Türkiye ile aramızda duygusal bir bağ var

    Omran İnşaat Genel Müdürü Ergin Bayram: “Bu ülkede kazandığımızı bu ülkeye harcayacağız. Başka yatırımlara gireceğiz ama bu ülkeden 5 kuruş çıkarmayacağız!”

    Omran İnşaat Genel Müdürü Ergin Bayram ile özel bir röportaj gerçekleştirdik.

    Omran Holding ve faaliyetleriyle ilgili bilgi verir misiniz?

    Omran Holding olarak Afganistan kökenli, Afganistan Amerikan karışık bir holdingiz. Holding ortakları Afgan kökenli. Dubai’de Amerika’da, Afganistan’da, Litvanya ve Türkiye’de ofislerimiz var. Ana işimiz inşaat ama bunun yanında enerji sektöründe ve madencilik sektöründe de varız. İnşaat altyapı, üst yapı projeleri yapıyoruz.

    Türkiye’de 3 senedir faaliyet gösteriyoruz. Holdingi anlatacak olursak Holding yollar barajlar, su sistemleri yapıyor. Suyun kaynaktan alınıp şehirlere kadar getirilip, şehirlerden evlere dağıtılması çalışmaları gibi ama bu projelerimizin çoğu Afganistan’da. Biz Afgan hükümetine çalışmayız. Genelde Afganistan’daki Tika, Asya Kalkınma Bankası, Dünya Bankası, NATO, Amerikan ordusu, KFW Alman Kalkınma Bankası gibi yabancı kurumlarla çalışıyoruz.

    Afganistan’da en büyük ve en güvenilir inşaat şirketiyiz. 2010 ve 2011 yılında da Türk şirketler de dâhil olmak üzere oradaki Amerikan ordusuna iş yapan en iyi şirket seçildik. Enerji projeleri de yapıyoruz, yüksek gelirim hatları yüksek gerilim trafo merkezleri kuruyoruz. Bunları da Asya Kalkınma Bankası’na yapıyoruz. Diğer şirketlerimizden biri atık su ve temiz su arıtma projeleri yapıyor. Afganistan’ın en büyük atık su artıma projesini biz yaptık. Afganistan’daki ÇET raporlarını hazırlıyoruz Türkiye petrol ortaklığı mesela… Onun Afganistan’daki ÇET raporlarını biz hazırladık…

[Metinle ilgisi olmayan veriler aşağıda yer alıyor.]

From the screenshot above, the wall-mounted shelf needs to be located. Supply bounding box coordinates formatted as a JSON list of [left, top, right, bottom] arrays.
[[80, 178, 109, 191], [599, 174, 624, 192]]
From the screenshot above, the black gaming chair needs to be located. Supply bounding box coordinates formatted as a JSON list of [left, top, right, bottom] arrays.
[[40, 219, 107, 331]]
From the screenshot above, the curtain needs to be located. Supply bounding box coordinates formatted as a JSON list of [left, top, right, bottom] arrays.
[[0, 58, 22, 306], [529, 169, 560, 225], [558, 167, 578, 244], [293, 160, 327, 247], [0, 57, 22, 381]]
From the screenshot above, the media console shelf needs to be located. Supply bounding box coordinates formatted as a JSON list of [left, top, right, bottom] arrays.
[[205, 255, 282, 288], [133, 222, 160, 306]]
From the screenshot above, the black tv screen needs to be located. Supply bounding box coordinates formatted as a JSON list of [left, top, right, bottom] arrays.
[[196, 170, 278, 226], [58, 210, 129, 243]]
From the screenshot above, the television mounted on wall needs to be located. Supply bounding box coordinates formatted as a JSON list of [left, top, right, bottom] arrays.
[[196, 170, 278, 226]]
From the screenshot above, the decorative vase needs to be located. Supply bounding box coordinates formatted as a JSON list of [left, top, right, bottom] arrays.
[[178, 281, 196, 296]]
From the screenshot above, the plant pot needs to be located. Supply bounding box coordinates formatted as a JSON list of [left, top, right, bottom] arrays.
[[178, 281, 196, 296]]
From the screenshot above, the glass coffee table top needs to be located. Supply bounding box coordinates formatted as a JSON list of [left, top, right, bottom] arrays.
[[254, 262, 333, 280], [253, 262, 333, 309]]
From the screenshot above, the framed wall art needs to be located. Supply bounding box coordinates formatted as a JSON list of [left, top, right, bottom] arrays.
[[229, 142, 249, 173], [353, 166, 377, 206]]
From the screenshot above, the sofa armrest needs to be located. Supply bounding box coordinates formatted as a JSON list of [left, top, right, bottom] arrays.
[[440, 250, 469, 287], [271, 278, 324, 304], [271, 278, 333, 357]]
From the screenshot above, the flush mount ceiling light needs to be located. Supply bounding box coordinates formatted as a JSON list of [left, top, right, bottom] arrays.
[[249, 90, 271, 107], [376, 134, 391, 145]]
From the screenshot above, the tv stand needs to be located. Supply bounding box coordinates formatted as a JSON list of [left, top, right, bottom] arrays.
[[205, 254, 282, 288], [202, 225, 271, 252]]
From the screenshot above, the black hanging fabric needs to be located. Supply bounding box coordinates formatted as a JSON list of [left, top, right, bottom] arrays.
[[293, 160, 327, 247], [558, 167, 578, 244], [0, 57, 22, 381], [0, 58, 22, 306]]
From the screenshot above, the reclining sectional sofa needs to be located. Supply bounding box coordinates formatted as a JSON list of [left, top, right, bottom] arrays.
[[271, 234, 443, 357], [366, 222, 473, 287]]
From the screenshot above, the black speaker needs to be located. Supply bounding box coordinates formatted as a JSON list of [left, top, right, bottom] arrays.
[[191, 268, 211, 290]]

    Onun dışında barajlar tasarlıyoruz. Başka bir şirketimiz baraj ve yol tasarımları yapıyor. Üretim şirketimiz de var. Yangına dayanıklı kapılar elektrik panoları, yangına dayanıklı gaz tankları üretiyoruz. Benim bir projem var, geliştirmeye çalışıyorum. Türk teknolojisi ile Afganistan’da trafo üretmek. Afganistan’da var olan bir trafo fabrikası yok. Türkiye lisansı altında Afganistan’da trafo üretmek istiyoruz. Çünkü Afganistan’da yabancı yaptırımcılar, ordu harcamalarından çok enerji ve su harcamalarına döndü. Gümrük binaları yapıyoruz. Onun dışında Dubai’de iş geliştiriyoruz.

    Yurt dışında gerçekleştirdiğiniz tüm alt yapı taahhüt işlerinizde Türk malı ürünler kullandığınızı söylüyorsunuz. Bu ülkede yatırım kararı almadan önce de bu ürünleri ithal ediyor, bu şekilde ihracata katkı sağlıyordunuz. Şu anda durum nedir ve bu kararınızın Türkiye’ye katkıları hakkında neler söylemek istersiniz?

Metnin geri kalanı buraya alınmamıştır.